Two leading super funds have signalled their willingness to extend recent affordable housing investments beyond Australia and New Zealand, despite the associated risks as well as the risks presented by the asset class more widely.
Following its first investment in March in a sector beyond Australia, Bevan Towning, head of property at AustralianSuper, the country’s largest super fund, told AsianInvestor the fund was interested in adding to its international affordable housing investments.
In March, the fund paid £290 million ($365.2 million) to buy half of British Land’s shares in London’s Canada Water Masterplan, one of London’s largest-ever regeneration projects in which 20 percent of the 2,600 homes built will be affordable.
“Certainly, we would consider the east and west coast of the US. But independently of [our social] requirements, there has to be demand for it,” Towning said.
“Beyond New Zealand, we would consider [affordable housing investing] in Europe or the US, but we would have to have the right partner,” Toby Selman, who is in charge of property investment strategy at the New Zealand Superannuation Fund (NZ Super), told AsianInvestor.
Despite his willingness to invest in the sector beyond New Zealand, Selman pointed to the risks. “At home you have the government links you need to make investments work and there is alignment, including with financial incentives. Everyone is wanting the same outcome,” he said. He added that activity by foreign investors in social or affordable housing abroad has in the past seen local residents questioning investors’ motivation.

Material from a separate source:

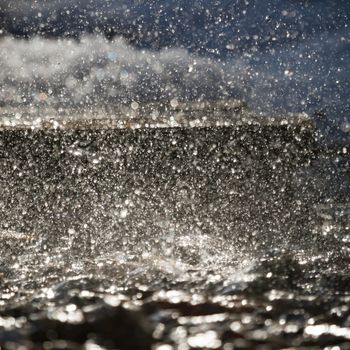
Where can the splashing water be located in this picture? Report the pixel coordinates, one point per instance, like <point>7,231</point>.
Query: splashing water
<point>158,193</point>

Until March, AustralianSuper had concentrated its efforts at home. In June 2020, AustralianSuper bought a 25% stake in Australian affordable housing developer Assemble Communities, in a deal which gave it two of five board seats, for an undisclosed sum. At the time, Towning said it anticipated investing “a couple of hundred million” dollars per year in the company’s new pipeline of new homes, which tenants rent for five years before having the option to buy. However, Towning declined to say how much the fund had invested since June 2020.
Peter Hobbs, managing director of private markets at consultancy bfinance in London, told AsianInvestor that such risks meant a domestic market bias was still common for investors in the sector, which remains in its infancy.
“Most investors who want to do [residential] investments with a social impact end up doing it domestically. Why would a Dutch or French pension fund do it in the US when the perception is they should be worrying about supplying it at home?”
He contrasted this with investing to combat climate change. “It doesn’t matter [where you invest],” he said, pointing to the wide geographical range of investments by Danish and Nordic pension funds. “They are keen to invest in low-carbon strategies wherever they can,” he said.
The sector contains other investment challenges, too. Assemble Communities says it sets its margins a third lower than typical build-to-sell developments that do not feature affordable housing. In addition, build-to-rent developments typically charge a rental premium on comparable surrounding homes of between 20% and 30%, whereas affordable housing is offered below the average rental price. Despite these two apparent challenges, Towning said his return expectations for the affordable housing sector were not lower than for other residential property investments.
“We don’t look at it like that. At the end of the fifth year there is a further return [created by the sale of the home]. So, the internal rate of return is made up of some income and some capital gain,” he said, although he declined to say what the target IRR was on these investments.
Towning also noted that the sector featured the general risks associated with multi-family investing. “Building [blocks] from scratch, typically comprising 200 apartments in each building, means planning approval, construction risk and rental risk,” he said. In addition, there are specific credit risks associated with those who qualify for this type of housing. Towning said the fund spent a longer period of time screening eligible tenants to ensure both their financial circumstances and their attitude were right.
The Assemble Communities acquisition represented a departure from AustralianSuper’s preferred model of owning buildings outright or alongside other investors. But Towning said the ownership model was the best way to pursue its strategy of extending affordable home ownership for those on moderate incomes, rather than social housing, where the majority of peer investment and fund offerings – both in Australia and abroad – had traditionally focused.
Towning highlighted the benefits of providing long-term home ownership in Australia, where residential prices had grown significantly in recent years, far outstripping wage growth.
Despite the appeal of the affordable housing sector in ESG terms, Hobbs said that many investors were still waiting on the sidelines, uncertain about which of the affordable housing options best suited them. “There is a huge range of activities: is it social housing, is it housing for key workers, is it shared ownership, is it asylum-seekers’ [housing], is it women’s refuges? A lot of investors want to do something but they’re not sure what.”